Higher amounts of student debt forgiveness were associated with other investment behaviors like starting a business or savings for a down payment on a home, as well as a willingness to spend more on entertainment….

These results [of the study cited] show two things. First, they show how extensively student debt affects debt holders. The responses to this experiment indicate that student debt is strongly influencing decisions that can have large implications for household economic stability (e.g., emergency savings) and mobility (e.g., saving for a down payment on a home, starting a business). In addition, student debt may be altering the structure of families themselves. Roughly 7 percent of respondents reported that they would be more likely to get married (results not shown) or have children if their student debt were forgiven, indicating that this debt burden is affecting even fundamental decisions about debt holders’ life trajectories.

Second, these results show that the level of student debt forgiveness matters. In particular, setting a student debt forgiveness target too low may not lead to broad-based changes in households’ economic behaviors. However, setting a student debt forgiveness amount at a point where the average debt holder would have more than a quarter of their debt forgiven may yield large changes in savings behaviors, human capital investments (e.g., returning to school), and business starts, without leading to large changes in labor supply.

It is undisputed that even a modest amount of debt forgiveness would remove what is currently a large drag on the economy. There are, obviously, other considerations: many people who have dutifully paid off their loans object to what they see as unfairness of giving later-comers relief that was unavailable to them.

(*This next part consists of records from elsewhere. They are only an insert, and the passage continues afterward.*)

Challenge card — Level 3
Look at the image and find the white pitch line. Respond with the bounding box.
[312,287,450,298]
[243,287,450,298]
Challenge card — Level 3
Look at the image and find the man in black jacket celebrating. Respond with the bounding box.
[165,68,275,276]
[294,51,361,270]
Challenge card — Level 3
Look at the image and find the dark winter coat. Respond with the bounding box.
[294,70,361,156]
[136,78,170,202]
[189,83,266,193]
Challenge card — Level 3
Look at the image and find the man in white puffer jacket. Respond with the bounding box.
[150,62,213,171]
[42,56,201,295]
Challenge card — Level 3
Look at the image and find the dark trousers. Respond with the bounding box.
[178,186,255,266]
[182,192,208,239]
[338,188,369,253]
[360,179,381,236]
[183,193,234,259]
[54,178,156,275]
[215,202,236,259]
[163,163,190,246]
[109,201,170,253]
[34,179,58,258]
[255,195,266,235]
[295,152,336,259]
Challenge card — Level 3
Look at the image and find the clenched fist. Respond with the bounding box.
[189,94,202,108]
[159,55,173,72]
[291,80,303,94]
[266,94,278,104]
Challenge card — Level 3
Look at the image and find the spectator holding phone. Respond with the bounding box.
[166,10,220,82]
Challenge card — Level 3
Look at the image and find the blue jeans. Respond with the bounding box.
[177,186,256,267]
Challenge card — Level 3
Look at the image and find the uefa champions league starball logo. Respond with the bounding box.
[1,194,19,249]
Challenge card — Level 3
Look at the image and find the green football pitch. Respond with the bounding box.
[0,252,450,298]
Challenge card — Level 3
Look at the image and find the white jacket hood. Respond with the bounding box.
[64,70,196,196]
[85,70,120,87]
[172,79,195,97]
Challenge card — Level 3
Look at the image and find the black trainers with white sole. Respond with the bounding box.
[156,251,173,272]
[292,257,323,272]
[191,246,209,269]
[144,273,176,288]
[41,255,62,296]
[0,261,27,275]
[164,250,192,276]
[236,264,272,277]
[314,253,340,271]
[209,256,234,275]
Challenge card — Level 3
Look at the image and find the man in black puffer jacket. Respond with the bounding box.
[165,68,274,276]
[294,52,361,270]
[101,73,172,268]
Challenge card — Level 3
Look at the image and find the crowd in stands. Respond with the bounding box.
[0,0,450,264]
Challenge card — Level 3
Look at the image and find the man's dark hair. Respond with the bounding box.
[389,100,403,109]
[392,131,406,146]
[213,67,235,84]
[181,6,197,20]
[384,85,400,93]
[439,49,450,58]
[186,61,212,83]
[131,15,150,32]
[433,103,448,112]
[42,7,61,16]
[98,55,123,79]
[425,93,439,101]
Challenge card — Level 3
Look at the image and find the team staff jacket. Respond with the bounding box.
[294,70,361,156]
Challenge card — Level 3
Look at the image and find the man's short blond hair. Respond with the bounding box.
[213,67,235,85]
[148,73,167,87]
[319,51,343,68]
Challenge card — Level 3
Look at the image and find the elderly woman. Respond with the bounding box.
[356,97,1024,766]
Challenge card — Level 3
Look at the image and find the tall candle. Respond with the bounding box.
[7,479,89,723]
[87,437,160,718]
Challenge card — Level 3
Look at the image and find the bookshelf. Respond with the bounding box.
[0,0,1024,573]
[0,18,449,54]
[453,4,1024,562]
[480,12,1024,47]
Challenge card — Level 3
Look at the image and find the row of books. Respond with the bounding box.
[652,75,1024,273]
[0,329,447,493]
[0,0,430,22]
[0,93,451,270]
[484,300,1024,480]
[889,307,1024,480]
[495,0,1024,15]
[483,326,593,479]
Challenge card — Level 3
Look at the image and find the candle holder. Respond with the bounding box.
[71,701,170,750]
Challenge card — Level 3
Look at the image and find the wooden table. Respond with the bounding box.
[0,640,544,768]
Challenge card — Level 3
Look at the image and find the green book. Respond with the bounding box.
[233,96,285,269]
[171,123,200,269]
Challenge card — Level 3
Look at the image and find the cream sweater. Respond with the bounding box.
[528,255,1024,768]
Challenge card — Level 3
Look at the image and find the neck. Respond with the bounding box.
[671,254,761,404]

Others argue that any forgiveness should prioritize low-income borrowers, and avoid “bailing out” higher income folks.

Going forward, my own preference would be to replace the current, complicated student loan environment with a program that pays for at least two years of college in return for a year or two of military or civic service (a la Americorp).

Whatever the policy approach, we need to recognize that debt of 1.7 trillion dollars constitutes an enormous drag on Amreica’s economic growth. It isn’t simply an impediment to business formation–it prevents many individuals from taking lower-paying but gratifying jobs in the nonprofit sector– and it is a significant fiscal and psychic burden to individuals. It has become unsupportable.